Morir en la Meseta de Somuncurá, uno de los lugares inhóspitos de la geografía rionegrina

 

Es fácil para los que me dicen que me tengo que venir a vivir al pueblo. Pobres. Nunca entenderán nada.

Claro, ellos son jóvenes y el campo mucho no les gusta. Pero uno a estos años no está para cambiarse de querencia para irse a morir a un lugar extraño y ajeno, por más que tenga más comodidades o lujos y que allá todo sea distinto como ellos dicen, con internet, señal de telefonía celular, televisión por cable o Direct TV, energía eléctrica, gas natural y todas esas yerbas.

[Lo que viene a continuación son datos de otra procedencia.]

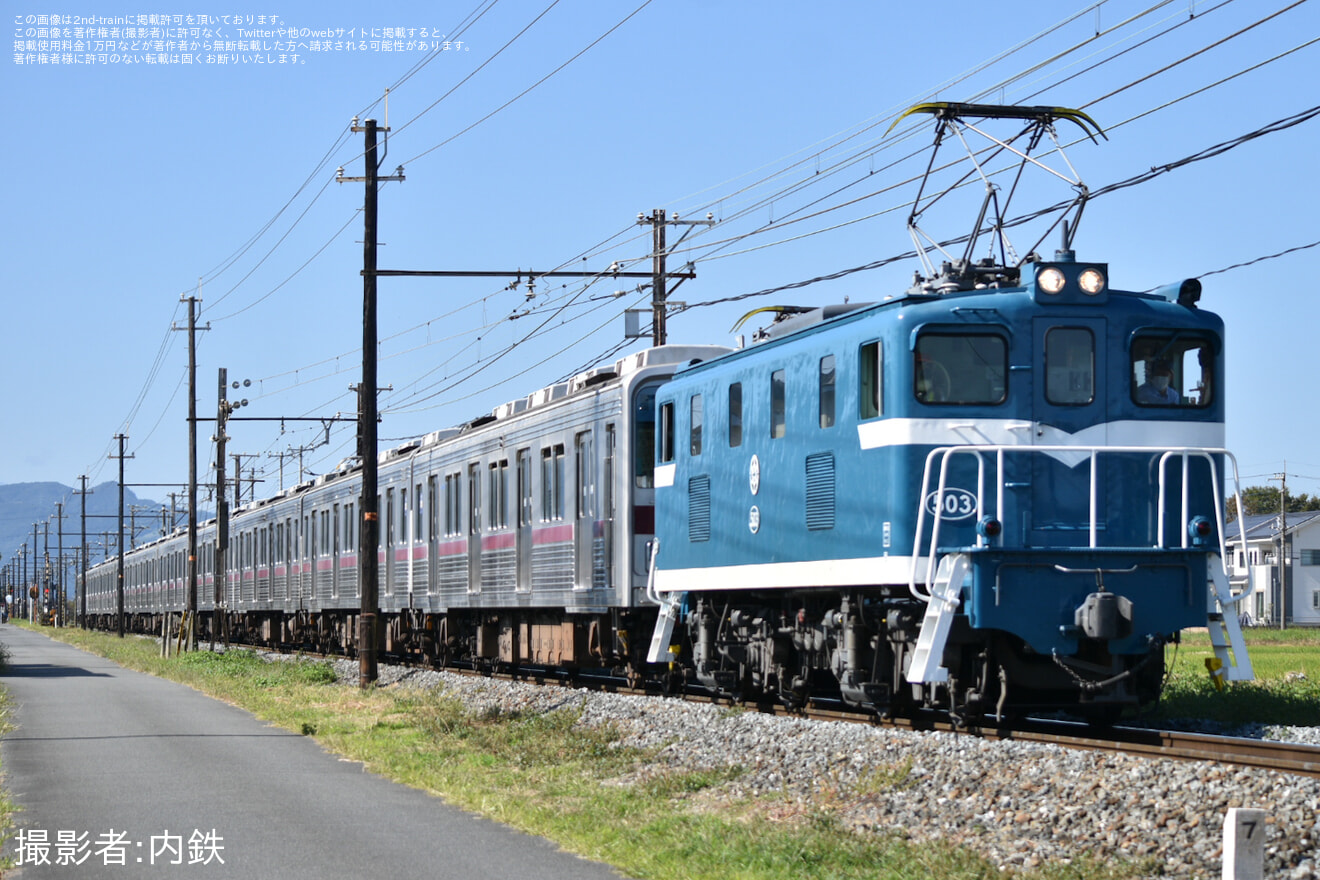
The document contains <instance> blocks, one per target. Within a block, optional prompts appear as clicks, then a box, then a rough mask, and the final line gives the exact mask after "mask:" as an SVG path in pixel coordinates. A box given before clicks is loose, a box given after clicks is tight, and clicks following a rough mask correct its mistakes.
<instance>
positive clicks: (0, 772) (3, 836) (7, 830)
mask: <svg viewBox="0 0 1320 880" xmlns="http://www.w3.org/2000/svg"><path fill="white" fill-rule="evenodd" d="M8 664H9V650H8V649H7V648H5V646H4V645H0V672H4V669H7V668H8ZM12 730H13V723H12V722H11V719H9V693H8V691H7V690H4V689H3V687H0V736H5V735H7V734H8V732H9V731H12ZM3 770H4V768H3V767H0V776H3ZM17 811H18V807H17V806H16V805H15V802H13V800H12V798H11V797H9V792H8V790H5V789H3V788H0V876H4V872H5V871H8V869H11V868H12V867H13V855H12V851H11V850H12V847H11V846H9V838H12V836H13V814H15V813H17Z"/></svg>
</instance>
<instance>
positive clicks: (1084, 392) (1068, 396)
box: [1045, 327, 1096, 406]
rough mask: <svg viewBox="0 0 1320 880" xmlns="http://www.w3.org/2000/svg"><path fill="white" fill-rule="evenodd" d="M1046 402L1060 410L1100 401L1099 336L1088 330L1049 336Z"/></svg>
mask: <svg viewBox="0 0 1320 880" xmlns="http://www.w3.org/2000/svg"><path fill="white" fill-rule="evenodd" d="M1045 400H1047V401H1048V402H1051V404H1057V405H1060V406H1085V405H1086V404H1089V402H1092V401H1093V400H1096V336H1094V335H1093V334H1092V331H1090V330H1088V329H1086V327H1051V329H1049V330H1048V331H1047V332H1045Z"/></svg>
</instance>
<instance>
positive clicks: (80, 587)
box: [75, 474, 91, 629]
mask: <svg viewBox="0 0 1320 880" xmlns="http://www.w3.org/2000/svg"><path fill="white" fill-rule="evenodd" d="M78 482H79V483H82V488H81V489H78V497H79V500H81V501H82V517H81V525H82V536H81V537H82V540H81V541H79V542H78V546H79V548H82V571H79V574H78V586H77V587H75V590H77V596H75V604H77V606H78V625H79V627H82V628H83V629H86V628H87V496H88V495H91V492H88V491H87V475H86V474H83V475H82V476H79V478H78Z"/></svg>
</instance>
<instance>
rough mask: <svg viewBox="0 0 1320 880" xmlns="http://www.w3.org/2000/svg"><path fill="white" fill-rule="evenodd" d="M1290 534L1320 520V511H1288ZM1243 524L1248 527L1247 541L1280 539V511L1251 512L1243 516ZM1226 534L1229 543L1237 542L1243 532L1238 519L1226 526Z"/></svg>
mask: <svg viewBox="0 0 1320 880" xmlns="http://www.w3.org/2000/svg"><path fill="white" fill-rule="evenodd" d="M1287 521H1288V534H1294V533H1295V532H1298V530H1299V529H1303V528H1305V526H1308V525H1311V524H1312V522H1320V511H1300V512H1298V513H1288V516H1287ZM1242 525H1243V526H1245V528H1246V540H1247V541H1278V540H1279V515H1278V513H1249V515H1246V516H1243V517H1242ZM1225 532H1228V534H1226V536H1225V537H1226V538H1228V542H1229V544H1236V542H1237V540H1238V537H1239V536H1241V532H1239V530H1238V522H1237V520H1233V521H1232V522H1229V524H1228V526H1225Z"/></svg>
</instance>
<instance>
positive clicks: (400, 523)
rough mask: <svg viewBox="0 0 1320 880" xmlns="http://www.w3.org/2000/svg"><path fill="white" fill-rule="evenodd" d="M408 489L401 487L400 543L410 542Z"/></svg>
mask: <svg viewBox="0 0 1320 880" xmlns="http://www.w3.org/2000/svg"><path fill="white" fill-rule="evenodd" d="M408 511H409V507H408V489H405V488H404V489H399V532H396V534H397V536H399V544H408Z"/></svg>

Yo nací en estos lugares inhóspitos que algunos denominan perdidos de la mano de Dios. Aquí aprendí a jugar con la chivada, a cuidar hacienda, no digo a juntar leña porque en la meseta de Somuncurá no hay, ni tampoco ir a la escuela porque en aquellos tiempos ni hablar de esas cosas de puebleros. El cielo y las huellas del campo supieron ser mi cuaderno, el viento inclemente hacer a veces de maestro y el silencio de amigo permanente para matar las horas que a veces sobran en estos parajes olvidados.

Y con el tiempo aprendí el duro oficio de criancero que ahora le llaman pequeño productor. De perseguir al zorro colorado, de aguantar los inviernos crudos de la meseta con nevadas inclementes y muchos grados bajo cero, de pelearle a la sequía sabiendo que en ese batalla desigual siempre es uno el que pierde, de cuidar los poquitos animales, de hacer la esquila a tijera para ahorrar algunos pesos y después mantener malamente a los hijos que cuando crecen se van para el pueblo y nunca regresan al campo. Vamos quedando pocos y es una lástima ver tantos puestos abandonados y sin animales.

Para ellos es fácil pero yo no me iré de mi campo. Es mi pedazo de tierra y tiene muchos recuerdos. La libertad de levantarme temprano con el sol y ensillar el caballo para recorrer los alambrados, el aroma de las tortas fritas y del asado de capón dorándose en el fogón, la época de parición y el campo que después se poblará de flores y de verdor si el año viene bueno, el ruido del agua que corre en los cañadones cuando llueve, el cielo del Sur que en algunas noches se puede tocar con las manos, el ladrido de los perros cuando viene algún forastero, el viento que es como un compañero silencioso y alborotado, los pájaros que al amanecer se levantan con el día . Tantas cosas tiene mi campo que yo no lo cambio por nada.

Sabía que este año el invierno se presentaría bravo. Con temperaturas muy bajas y fuertes nevadas.

Ellos querían llevarme para el pueblo. Y yo no quise. Hoy la nieve en el puesto tiene casi un metro de altura y hace mucho frío.

Para colmo de males estoy tosiendo mucho y ni remedios tengo a mano salvo algunos pocos genioles. Es que a mis años los achaques se sienten mucho.

Pero pienso que hice bien. Para qué irme a morir a un lugar que no es el mío donde nadie me conoce y yo no conozco a nadie. Acá en este pedazo de tierra murieron mis padres y acá habrán de quedar mis huesos.

Hay que ser muy hombre para poblar la meseta de Somuncurá, para hacer patria con un puñadito de animales sorteando miles de obstáculos y soportando la indiferencia de muchos rionegrinos, que ni siquiera se acuerdan de estos parajes caídos del mapa pero que después se indignan si algún extranjero compra las tierras.

Hay que ser bien rionegrino para quedarse en el campo trabajando a pérdida con unos pocos animales que ni siquiera en años buenos permiten mantener mantener a la familia con cierta dignidad.

Hay que saber luchas contra el tiempo, contra las plagas, contra los bajos precios de la lana, contra el frío penetrante de los inviernos, contra los malos caminos siempre intransitables, contra la falta de oportunidades, contra los consejos torpes de los sabihondos que nada entienden.

Hay que saber mucho de sacrificios y tener el alma bien templada como la tienen los hombres que habitan la altura de la meseta del Somuncurá.

Este relato basado en un hecho real es un homenaje a esos sufridos pobladores de la meseta (hombres y mujeres), como los Pazos, los Pilquimán, los Carrrigual, los Corrigual y tantos otros que cada día saben sobreponerse a todos los infortunios y hacer patria con toda la entereza que la vida les da.